Передняя изба, где он сидел, была пуста. Родители скоро должны были вернуться со скотных баз на обед. На кухне, за печью, посапывала на кровати бабка Гришука, изредка глухо покашливала и возилась. Стояла жилая теплая тишина; торопясь, убегая куда-то, спешно тикал на комоде будильник, а следом за ним широко такали, будто шагали, ходики. Нарисованный на их циферблате кот с довольной и несколько загадочной кошачьей усмешкой на морде попеременно поглядывал то на дверь, то на Гришука: так-так, дверь — Гришук, так-так… «Может, на улицу сходить, а? — тоскливо подумал он, глядя на кота. — Да нет, ничего не выйдет. Бабка наговорит, потом от мамки хлопот не оберешься: вот, скажет, оставила тебя дома, в школу не пустила, а ты — шаландаться… Вот тоска-то».

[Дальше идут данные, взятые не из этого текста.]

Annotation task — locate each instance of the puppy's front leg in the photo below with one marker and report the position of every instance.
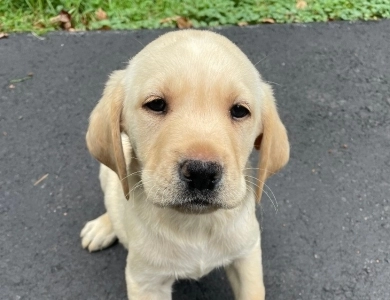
(147, 287)
(246, 276)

Морщась больше от предосторожности, чем от боли, Гришук пощупал повязку на ноге — болит и припухла малость. Рука уже как будто ничего; пожалуйста, даже стукнуть можно по ней, а вот нога… нога немножко подводит. Приходил вчера Витька Кузин, прозванный всеми за свою пронырливость Кузькой, с ребятами из четвертого «Б», и они вместе, тайком от матери и бабки размотав пожелтевший от йода бинт, посмотрели: подсыхает, но еще не заживает пока. Ребята одобрительно кивали головами и, видно, завидовали, удивлялись, какой все же, оказывается, молодец Лютый: взял и отогнал собак, и сам ни капельки не тронул. Вспоминали, как таскал он весной у Гаврюшиных гусят: выйдет спокойненько из лозняка и, пока там тетка шумит-орет издалека, хватает на выбор гусенка и убирается себе в заросли. Из всей стаи так могли делать только он да Волна, другие то ли боялись, то ли вообще не трогали домашнюю живность.

«А Лютый, он умнющий — страсть! — жмурил от удовольствия свои светлые смелые глазки Кузька. — Только он людей не любит, дикой стал, а так совсем как Белый Клык… вот! Не веришь?!» — и заранее сжимал костистые веские кулачки, готовый отстоять все, что ни скажет. Гришук молчал, только слабо улыбался и думал: как бы ты сказал, если бы увидел его вблизи… Но Кузька решил приручить Лютого и летом стеречь с ним колхозных коров.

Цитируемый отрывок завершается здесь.